Some random observations. The back cover is an ad for NetJets (fractional private jet ownership), a photo of Bill Gates and Warren Buffett relaxing on an overstuffed couch in a luxurious airplane. About 50% of Harvard graduates now go into finance (over 50% of men, and over 40% of women). The best and brightest! :-) Harvard is the university that recently decided to offer middle class families of "modest" means (up to $180k in income!) substantial financial aid. Families earning up to $180k will pay no more than 10% of their income to send their kid to Harvard. (Article from the Chronicle of Higher Ed, with amusing comments.)

Here are the final paragraphs from Watson's book, excerpted by 02138, the other Harvard magazine.

Before leaving Bok’s temporary office in Loeb House, mindful of the Summers fiasco, I remarked to Derek that the time was not far off when academia would have no choice but to hand political correctness back to the politicians. Since 1978, when a pail of water had been dumped over E. O. Wilson for saying that genes influence the behavior of humans as well as of other animals, the assault against behavioral science by wishful thinking has remained vigorous. But as science is able to prove its hypotheses ever more indisputably, such irrationality must recede or betray itself as such. In showing that human genes do matter, behavioral biologists will no longer be limited to comparisons of fraternal and identical twins. Soon the cost of sequencing the As, Ts, Gs, and Cs of individual DNA molecules will drop to a thousandth of what it has been, thereby transposing our studies of behavioral differences to the much more revealing molecular level. DNA messages extracted from, say, many hundreds of psychopaths can then be compared to equivalent numbers of DNA messages from individuals prevented by their consciences from habitually lying, stealing, or killing. Specific DNA sequences consistently occurring only in psychopaths will allow us to pinpoint the genes likely malfunctioning to produce psychopathy. The thought that some people might be born to grow up wicked is inherently upsetting. But if we find such behavior to be innate, the integrity of science, no less than that of ethics, demands that we let the truth be known.

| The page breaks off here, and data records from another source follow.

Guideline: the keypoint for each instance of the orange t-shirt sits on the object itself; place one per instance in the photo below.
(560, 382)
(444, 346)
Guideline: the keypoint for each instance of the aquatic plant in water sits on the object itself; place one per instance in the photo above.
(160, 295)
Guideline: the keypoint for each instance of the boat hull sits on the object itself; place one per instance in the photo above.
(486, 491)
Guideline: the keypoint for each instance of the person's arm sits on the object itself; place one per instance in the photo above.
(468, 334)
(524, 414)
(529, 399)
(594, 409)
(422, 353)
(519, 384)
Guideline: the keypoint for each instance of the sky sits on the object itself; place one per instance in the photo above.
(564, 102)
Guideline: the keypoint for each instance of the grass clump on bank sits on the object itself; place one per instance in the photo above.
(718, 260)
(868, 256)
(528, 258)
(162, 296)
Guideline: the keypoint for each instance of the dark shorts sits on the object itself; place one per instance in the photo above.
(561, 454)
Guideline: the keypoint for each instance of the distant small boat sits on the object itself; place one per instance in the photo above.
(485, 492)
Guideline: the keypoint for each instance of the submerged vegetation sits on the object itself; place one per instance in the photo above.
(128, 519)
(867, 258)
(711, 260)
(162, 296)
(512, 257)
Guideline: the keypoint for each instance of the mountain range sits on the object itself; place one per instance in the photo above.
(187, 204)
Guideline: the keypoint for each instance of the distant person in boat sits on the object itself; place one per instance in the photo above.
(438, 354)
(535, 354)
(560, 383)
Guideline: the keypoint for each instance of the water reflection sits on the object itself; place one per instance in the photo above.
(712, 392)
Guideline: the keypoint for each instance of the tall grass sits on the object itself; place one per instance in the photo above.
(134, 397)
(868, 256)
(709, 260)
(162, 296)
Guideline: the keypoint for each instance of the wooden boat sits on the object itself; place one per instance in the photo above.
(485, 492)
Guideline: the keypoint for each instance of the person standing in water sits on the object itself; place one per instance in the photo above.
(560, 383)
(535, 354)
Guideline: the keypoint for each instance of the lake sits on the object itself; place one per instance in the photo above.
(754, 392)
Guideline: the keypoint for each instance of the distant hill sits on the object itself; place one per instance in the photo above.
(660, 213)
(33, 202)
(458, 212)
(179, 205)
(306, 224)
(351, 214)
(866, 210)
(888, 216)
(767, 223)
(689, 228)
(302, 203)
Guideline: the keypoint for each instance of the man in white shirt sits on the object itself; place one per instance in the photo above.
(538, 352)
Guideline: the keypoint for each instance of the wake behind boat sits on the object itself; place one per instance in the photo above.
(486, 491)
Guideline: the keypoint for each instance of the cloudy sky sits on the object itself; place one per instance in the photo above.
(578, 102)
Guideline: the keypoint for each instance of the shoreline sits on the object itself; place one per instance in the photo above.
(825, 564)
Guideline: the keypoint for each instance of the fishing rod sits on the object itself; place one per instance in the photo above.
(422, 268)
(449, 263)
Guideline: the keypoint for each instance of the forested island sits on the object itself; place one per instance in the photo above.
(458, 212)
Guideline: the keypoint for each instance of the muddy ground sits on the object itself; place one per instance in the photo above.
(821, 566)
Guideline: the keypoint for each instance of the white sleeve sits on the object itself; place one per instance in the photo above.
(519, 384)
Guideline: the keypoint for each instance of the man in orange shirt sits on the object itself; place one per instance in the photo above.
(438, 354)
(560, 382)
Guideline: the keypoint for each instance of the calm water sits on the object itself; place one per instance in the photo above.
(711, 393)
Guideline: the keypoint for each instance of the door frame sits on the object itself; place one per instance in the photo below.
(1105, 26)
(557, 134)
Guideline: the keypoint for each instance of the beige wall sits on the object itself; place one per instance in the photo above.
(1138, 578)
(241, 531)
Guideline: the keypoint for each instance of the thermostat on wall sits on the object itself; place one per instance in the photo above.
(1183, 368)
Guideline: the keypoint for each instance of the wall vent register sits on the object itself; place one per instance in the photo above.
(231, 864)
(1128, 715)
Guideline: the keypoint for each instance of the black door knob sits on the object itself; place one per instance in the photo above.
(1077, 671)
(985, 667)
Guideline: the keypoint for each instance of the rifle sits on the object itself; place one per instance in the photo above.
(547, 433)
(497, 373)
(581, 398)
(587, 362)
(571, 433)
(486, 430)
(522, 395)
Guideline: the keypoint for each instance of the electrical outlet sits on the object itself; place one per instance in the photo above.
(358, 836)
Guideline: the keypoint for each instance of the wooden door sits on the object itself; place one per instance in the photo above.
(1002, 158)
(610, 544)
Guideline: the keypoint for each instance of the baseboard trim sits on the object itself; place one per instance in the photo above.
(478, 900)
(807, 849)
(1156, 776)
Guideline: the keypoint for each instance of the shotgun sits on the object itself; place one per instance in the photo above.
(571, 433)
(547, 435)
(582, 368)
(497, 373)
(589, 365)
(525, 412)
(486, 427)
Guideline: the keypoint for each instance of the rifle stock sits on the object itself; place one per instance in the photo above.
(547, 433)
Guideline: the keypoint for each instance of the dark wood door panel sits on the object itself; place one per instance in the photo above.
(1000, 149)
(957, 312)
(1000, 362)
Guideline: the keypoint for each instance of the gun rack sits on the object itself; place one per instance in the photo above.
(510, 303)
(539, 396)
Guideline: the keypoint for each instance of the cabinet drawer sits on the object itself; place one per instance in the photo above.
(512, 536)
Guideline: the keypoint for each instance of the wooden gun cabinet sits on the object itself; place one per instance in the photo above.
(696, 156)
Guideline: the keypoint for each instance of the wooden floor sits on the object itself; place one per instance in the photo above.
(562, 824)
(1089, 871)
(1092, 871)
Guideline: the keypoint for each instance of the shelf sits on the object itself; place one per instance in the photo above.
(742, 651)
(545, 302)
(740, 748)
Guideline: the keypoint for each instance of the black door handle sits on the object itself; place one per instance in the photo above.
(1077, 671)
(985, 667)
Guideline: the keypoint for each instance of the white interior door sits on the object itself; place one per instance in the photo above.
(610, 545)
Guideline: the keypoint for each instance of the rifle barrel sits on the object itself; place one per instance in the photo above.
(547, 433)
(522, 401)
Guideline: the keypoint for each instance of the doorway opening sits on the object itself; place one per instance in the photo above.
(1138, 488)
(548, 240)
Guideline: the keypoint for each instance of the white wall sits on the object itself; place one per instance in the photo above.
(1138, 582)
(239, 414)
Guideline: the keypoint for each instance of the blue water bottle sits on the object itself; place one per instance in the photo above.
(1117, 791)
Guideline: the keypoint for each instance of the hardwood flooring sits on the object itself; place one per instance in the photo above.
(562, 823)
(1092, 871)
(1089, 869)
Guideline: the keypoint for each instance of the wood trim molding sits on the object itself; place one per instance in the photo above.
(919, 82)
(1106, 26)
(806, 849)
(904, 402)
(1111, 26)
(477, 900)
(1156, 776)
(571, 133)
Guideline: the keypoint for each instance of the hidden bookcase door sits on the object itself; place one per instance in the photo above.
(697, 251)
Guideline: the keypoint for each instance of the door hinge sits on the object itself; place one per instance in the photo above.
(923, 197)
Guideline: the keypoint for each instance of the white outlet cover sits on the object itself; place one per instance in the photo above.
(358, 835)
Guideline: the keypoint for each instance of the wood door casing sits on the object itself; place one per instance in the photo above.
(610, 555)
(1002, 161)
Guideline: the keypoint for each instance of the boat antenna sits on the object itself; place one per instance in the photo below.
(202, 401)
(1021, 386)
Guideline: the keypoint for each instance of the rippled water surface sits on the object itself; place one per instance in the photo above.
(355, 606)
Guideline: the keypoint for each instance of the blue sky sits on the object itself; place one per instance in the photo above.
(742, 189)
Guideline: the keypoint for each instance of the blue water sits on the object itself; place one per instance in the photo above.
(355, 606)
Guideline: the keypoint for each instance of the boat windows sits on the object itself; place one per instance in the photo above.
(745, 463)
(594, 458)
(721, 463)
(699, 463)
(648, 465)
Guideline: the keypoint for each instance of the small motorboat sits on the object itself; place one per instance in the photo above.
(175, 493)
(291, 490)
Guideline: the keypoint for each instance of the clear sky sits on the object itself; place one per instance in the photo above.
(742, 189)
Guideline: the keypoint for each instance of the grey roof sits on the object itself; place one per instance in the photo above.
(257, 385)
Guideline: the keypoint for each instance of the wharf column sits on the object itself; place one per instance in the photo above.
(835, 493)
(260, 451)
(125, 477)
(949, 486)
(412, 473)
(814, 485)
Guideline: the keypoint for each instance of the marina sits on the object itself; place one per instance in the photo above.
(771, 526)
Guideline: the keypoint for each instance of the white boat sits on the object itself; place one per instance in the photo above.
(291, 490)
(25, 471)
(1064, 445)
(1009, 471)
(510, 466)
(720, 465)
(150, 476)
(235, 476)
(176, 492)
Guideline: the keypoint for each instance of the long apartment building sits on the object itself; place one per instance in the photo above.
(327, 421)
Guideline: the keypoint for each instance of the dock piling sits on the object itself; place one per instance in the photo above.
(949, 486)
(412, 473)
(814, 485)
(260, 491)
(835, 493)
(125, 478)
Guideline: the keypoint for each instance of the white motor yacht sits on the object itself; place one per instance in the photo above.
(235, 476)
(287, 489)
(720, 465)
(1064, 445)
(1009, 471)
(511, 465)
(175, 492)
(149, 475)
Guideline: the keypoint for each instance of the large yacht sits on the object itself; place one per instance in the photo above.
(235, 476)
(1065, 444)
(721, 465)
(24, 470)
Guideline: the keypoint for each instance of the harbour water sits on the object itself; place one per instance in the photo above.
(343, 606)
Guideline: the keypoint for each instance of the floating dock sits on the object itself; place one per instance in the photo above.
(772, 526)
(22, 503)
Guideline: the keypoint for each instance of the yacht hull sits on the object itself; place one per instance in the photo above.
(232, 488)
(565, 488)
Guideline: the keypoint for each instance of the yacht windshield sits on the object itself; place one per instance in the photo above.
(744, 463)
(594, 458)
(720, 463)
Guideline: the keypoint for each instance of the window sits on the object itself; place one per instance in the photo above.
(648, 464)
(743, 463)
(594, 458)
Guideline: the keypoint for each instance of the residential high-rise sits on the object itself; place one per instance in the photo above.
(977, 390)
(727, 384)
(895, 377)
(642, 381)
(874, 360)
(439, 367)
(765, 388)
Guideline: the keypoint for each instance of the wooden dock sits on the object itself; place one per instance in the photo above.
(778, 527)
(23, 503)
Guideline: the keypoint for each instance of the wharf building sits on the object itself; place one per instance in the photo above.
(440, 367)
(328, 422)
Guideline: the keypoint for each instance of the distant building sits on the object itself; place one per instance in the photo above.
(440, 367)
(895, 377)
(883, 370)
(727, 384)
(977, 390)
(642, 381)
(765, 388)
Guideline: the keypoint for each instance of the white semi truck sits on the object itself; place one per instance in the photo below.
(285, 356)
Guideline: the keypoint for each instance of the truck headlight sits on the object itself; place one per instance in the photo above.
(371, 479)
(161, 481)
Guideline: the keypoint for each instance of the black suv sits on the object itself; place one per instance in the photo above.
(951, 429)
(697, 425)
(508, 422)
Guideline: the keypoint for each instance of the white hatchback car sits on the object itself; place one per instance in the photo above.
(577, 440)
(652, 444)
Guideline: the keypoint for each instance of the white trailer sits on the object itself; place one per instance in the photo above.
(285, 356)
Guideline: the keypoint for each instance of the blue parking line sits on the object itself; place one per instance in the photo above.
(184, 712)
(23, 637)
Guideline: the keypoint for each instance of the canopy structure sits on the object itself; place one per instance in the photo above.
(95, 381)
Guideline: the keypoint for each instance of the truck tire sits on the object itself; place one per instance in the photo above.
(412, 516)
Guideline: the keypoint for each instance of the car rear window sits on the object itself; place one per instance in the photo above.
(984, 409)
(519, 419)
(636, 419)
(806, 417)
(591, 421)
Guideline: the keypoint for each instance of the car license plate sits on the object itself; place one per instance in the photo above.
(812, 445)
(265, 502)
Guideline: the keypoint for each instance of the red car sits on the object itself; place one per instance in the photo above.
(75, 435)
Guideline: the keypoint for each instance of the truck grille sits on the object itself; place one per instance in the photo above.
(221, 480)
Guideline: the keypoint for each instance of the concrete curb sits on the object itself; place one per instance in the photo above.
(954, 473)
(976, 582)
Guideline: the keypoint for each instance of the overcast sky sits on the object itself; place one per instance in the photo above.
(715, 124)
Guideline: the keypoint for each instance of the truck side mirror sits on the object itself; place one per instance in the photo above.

The relative extents to which genetic factors determine human intellectual abilities will also soon become much better known. At the etiological heart of much of schizophrenia and autism are learning defects resulting from the failure of key brain cells to link up properly to each other. As we find the human genes whose malfunctioning gives rise to such devastating developmental failures, we may well discover that sequence differences within many of them also lead to much of the observable variation in human IQs. A priori, there is no firm reason to anticipate that the intellectual capacities of peoples geographically separated in their evolution should prove to have evolved identically. Our desire to reserve equal powers of reason as some universal heritage of humanity will not be enough to make it so.

Rather than face up to facts that will likely change the way we look at ourselves, many persons of good will may see only harm in our looking too closely at individual genetic essences. So I was not surprised when Derek, who had spent most of our meeting listening, asked apprehensively how many years would pass before the key genes affecting differences in human intelligence would be found. My back-of-the-envelope answer of “15 years” meant that Summers’ then undetermined successor would not necessarily need to handle this very hot potato.

Upon returning to the Yard, however, I wondered if even 10 years would pass.